Ce que parler veut dire.

Ca me plaît.  C'est quelques mots me font rêver. On peut
mettre en musique, comme on veut. Les sophistes grecs auraient pu en  faire un chef-d'oeuvre. A mon niveau, je m'en amuse, le plaisir n'est pas moins présent. J'ai vu sur internet que Pierre Bourdieu l'a prise pour en faire le titre d'un  de ses livres. Il a bien fait. "Ce que parler veut dire" est un cadeau de la langue française. Je ne suis pas grammairien, ni agrégé de la langue française, et je m'en fou.Je me permets quand même d'avoir une opinion.
 Cette hardiesse ne date pas d'hier. A 18 ans, je travaillais dans une compagnie d'assurance. J'étais chercheur ! Je cherchais les dossiers de police d'assurance pour les joindre aux courriers qui devaient être traités. Je savais à peine lire et écrire, j'avais échoué au certificat d'études primaires. A cet âge, je décidais de partir pour l'Angleterre pour apprendre la langue. Qu'est-ce que j'ai entendu des collègues !!! Tu es fou. Quitter unesi bonne place quend on n'a pas fait d'études ! Et apprendre l'anglais quand on ne maîtrise pas le français.!

Malgré tous ces bons conseils, je suis quand même parti. Une première aventure "intellectuelle" pour un petit bonhomme qui cherchait un avenir meilleur.

En Angleterre, j'ai lu page après page (sans rien comprendre) à raison de 5 à 10 pages par jour un gros livre sur l'histoire de la philosophie de Jacques Chevalier. J'ai dû choisir le livre d'après le titre et pas l'auteur car je m'aperçois aujourd'hui, qu'il était le fileul du Maréchal Pétain et a été arrêté par le maquis après avoir été ministre de l'éducation nationale en 1941, 1942.
J'en rigole aujourd'hui. tous les chemins mènent à Rome (à condition de prendre la bonne route !).
Je ne veux pas jouer aux philosophes, mais en ce qui concerne le chemin à prendre pour accéder à la satisfaction de soi, je pense que j'ai des recettes dans mon sac. Ma femme disait : "t'es toujours content". C'est vrai qu'elle avait du mal à comprendre ça, elle qui était mon contraire.
Ca aide d'être toujours content de soi, surtout quand on est dans la merde.

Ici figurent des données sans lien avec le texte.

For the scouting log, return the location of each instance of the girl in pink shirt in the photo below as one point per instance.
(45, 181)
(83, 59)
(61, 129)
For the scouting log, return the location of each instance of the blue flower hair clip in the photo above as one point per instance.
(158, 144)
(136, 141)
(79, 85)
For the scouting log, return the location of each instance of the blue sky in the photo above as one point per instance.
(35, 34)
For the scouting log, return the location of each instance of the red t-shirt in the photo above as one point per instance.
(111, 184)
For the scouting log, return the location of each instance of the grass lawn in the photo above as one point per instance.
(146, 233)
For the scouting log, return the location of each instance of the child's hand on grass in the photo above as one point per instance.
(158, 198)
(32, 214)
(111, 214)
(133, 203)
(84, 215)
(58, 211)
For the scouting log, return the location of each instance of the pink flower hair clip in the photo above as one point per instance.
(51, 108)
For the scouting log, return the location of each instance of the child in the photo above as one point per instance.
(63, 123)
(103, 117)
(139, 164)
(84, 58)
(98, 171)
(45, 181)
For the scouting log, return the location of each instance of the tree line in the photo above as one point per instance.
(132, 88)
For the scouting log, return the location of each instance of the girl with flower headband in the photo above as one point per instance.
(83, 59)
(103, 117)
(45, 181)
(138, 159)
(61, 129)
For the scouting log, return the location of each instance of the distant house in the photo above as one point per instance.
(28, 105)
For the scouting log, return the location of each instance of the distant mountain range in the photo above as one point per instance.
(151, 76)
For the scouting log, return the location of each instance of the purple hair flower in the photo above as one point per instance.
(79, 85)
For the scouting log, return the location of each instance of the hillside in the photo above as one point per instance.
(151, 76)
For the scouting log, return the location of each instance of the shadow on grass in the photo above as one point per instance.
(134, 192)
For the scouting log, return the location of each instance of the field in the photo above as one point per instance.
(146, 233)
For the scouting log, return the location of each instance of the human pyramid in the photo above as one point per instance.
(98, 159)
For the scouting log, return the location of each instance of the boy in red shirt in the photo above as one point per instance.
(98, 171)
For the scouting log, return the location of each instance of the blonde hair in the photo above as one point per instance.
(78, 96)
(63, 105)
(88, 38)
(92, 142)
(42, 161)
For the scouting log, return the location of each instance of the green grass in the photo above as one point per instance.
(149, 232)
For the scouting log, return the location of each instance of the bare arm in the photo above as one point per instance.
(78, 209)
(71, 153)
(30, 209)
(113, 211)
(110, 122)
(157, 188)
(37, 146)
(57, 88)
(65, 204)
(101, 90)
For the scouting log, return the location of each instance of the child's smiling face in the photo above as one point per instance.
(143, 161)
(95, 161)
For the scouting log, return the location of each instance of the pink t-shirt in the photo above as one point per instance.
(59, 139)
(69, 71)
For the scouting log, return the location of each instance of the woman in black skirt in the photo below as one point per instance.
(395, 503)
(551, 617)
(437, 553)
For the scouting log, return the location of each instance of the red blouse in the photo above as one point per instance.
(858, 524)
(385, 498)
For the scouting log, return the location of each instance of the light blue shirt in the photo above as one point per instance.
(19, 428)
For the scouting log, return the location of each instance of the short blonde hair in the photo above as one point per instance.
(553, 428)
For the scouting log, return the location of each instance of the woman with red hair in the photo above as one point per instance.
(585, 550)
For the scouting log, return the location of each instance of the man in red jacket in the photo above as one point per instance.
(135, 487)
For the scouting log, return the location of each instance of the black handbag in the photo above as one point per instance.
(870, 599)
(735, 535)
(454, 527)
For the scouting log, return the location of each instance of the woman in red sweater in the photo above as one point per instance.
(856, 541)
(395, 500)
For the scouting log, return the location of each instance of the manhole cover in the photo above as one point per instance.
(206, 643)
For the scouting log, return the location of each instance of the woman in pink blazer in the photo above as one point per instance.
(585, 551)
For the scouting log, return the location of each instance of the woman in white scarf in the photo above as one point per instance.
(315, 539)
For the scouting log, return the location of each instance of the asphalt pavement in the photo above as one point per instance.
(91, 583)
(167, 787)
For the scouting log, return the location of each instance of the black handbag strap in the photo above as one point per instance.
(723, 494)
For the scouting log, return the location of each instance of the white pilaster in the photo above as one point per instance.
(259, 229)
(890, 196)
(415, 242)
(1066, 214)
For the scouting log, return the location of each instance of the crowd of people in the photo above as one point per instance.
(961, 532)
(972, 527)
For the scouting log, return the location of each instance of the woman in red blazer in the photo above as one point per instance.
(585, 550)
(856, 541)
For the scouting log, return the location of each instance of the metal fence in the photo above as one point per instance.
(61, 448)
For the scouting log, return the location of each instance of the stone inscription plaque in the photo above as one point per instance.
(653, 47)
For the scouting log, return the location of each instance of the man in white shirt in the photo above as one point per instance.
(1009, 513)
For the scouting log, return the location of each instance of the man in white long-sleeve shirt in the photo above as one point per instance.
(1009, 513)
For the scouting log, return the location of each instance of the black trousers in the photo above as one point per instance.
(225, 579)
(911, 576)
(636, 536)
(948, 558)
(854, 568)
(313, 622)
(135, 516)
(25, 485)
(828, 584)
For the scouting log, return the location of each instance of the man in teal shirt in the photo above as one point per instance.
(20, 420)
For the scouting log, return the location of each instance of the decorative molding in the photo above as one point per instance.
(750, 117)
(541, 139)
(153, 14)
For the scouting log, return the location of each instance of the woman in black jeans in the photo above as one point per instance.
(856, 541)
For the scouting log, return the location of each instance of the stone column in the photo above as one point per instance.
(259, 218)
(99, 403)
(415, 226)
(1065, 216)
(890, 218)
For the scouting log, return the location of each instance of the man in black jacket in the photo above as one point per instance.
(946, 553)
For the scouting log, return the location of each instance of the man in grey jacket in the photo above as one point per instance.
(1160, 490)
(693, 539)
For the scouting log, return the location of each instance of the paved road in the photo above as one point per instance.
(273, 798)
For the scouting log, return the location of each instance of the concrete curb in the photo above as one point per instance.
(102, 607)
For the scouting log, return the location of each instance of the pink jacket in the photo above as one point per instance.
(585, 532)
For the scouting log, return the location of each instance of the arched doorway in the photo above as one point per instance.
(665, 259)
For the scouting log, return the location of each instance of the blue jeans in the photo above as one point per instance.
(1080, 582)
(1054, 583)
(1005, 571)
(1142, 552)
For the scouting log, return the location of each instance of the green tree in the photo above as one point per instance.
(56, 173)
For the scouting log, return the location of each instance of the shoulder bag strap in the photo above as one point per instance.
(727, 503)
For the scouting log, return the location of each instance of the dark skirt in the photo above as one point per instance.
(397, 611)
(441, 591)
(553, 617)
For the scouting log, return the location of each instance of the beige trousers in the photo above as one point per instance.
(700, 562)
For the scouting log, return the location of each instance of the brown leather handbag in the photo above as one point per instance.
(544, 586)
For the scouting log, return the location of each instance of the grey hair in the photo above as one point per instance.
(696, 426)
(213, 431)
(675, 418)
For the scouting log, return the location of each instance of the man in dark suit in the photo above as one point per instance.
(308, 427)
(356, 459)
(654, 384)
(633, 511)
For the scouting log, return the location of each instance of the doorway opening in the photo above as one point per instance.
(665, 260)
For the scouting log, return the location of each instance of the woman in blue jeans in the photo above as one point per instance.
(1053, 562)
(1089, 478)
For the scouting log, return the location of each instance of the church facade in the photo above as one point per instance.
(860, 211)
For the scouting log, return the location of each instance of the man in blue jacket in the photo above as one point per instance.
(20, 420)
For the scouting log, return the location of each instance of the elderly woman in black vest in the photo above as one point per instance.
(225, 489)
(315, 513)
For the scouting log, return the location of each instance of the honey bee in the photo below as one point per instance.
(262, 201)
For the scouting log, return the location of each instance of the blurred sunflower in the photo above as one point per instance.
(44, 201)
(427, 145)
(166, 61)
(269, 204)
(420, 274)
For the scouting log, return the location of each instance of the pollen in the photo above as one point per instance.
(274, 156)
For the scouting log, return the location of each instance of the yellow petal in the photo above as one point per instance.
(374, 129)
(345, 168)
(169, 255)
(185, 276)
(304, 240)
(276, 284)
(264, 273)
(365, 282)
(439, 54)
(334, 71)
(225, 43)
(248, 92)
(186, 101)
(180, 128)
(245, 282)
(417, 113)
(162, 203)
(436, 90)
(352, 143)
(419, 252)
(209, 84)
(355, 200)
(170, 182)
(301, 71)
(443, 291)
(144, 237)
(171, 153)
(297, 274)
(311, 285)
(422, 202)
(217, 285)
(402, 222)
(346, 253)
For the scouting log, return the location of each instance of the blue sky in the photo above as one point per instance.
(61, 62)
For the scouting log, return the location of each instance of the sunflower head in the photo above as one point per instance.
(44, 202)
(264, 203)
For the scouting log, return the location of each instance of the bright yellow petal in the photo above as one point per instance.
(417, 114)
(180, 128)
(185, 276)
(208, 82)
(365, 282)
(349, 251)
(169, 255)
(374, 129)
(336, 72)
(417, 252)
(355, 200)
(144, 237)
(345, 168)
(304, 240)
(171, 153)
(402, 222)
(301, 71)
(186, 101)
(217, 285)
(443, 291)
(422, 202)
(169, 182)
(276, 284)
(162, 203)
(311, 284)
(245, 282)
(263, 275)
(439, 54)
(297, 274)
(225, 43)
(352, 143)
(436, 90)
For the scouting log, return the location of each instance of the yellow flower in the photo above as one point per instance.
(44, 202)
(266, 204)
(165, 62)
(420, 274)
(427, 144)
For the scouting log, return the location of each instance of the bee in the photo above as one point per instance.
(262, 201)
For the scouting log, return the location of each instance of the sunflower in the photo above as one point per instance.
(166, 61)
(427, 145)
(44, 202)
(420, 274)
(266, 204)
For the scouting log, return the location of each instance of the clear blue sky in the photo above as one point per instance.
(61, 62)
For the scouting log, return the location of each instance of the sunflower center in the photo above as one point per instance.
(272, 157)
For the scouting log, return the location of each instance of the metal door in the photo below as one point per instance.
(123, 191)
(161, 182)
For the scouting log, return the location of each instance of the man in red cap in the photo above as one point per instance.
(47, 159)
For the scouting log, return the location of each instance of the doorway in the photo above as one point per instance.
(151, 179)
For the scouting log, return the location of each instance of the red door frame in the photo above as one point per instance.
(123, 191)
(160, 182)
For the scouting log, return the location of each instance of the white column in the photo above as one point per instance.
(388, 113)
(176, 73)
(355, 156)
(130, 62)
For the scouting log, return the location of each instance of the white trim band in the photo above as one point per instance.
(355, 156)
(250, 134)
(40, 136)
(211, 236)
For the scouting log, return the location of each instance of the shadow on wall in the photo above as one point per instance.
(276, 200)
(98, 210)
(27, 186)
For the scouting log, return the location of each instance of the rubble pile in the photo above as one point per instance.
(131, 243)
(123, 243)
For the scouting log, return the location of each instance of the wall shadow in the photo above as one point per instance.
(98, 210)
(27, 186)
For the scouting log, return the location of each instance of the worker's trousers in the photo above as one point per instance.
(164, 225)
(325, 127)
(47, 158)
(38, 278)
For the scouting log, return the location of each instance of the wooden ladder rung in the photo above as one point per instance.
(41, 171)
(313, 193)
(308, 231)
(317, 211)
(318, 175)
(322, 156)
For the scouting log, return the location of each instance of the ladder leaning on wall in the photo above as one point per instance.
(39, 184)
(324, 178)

..............................................................................


Mon ancien copain, Xavier Houssin,critique littéraire parle dans son journal, d'écrivains qu'il rencontre. Il me fait rêver. En général, je vais sur internet pour voir qui sont ces gens.. Un jour, il a parlé de Jim Harrison, écrivain américain, aujourd'hui, aussi connu que Norman Mailer l'était, il y a trente ans. Jim Harrison aime la chasse; la vraie bouffe et le grand air. Il a une propriété dans le sud de l'Arizona, à Patagonia plus exactement, à quelques kilomètres de la frontière mexicaine. Je suis passé par, par hasard par cette route, pour retrouver le frontière mexicaine. J'ai eu cette information à mon retour quand j'ai cherché à connaître un autre écrivain, ami de Jim Harrison, français celui-là : Gérard Oberlé.
Xavier a parlé de lui dans son journal et aujourd'hui dans le monde des livres.
Gérard Oberlé n'est pas ami de Jim Harrison par hasard, il semble être la copié/collé français de Jim Harrison.
Ce sont des personnages de premiers choix, des gens qui ressemblent à quelque chose. Comme l'a été Jean François Deniau.
Mais il n'y a pas que les aventuriers qui m'émeuvent. Les grands intellectuels m'éblouissent aussi.
  En 65, 66, pendant un temps, je suis allé suivre les conférences de Raymond Aron au Grand Amphi de la Sorbonne, les cours se faisaient à 10h le mardi matin, si je me souviens bien. Déjà à 9H45, on était nombreux à attendre l'ouverture des portes par les huissiers. Certains étudiants avaient avec eux un magnétophone portatif pour enregistrer.son cours.
J'ai suivi tous le cycle de cours sur l'équilibre des forces militaires pendant la guerre froide.
Nous buvions ses paroles. Quand l'intelligence parle on se tait et on écoute. Ce qu'il disait, au moins la forme (on peut ne pas être d'accord avec lui), était toujours un pur chef-d'oeuvre. Pas de notes. Pas de redites. Tout était dit comme appris par coeur. Avec lui j'ai appris ce qu'était un grand intellectuel.

.............................................

Aujourd'hui pas d'image dans le blog. La semaine prochaine vous aurez droit à la photo d'une petite voiture que je viens d'acheter. Elle n'est pas toute jeune mais sympa et  en excellent état et avec si peu de kilomètres. J'ai trouvé une compagne pour vadrouiller dans les environs :  une Fiat Cinquecento.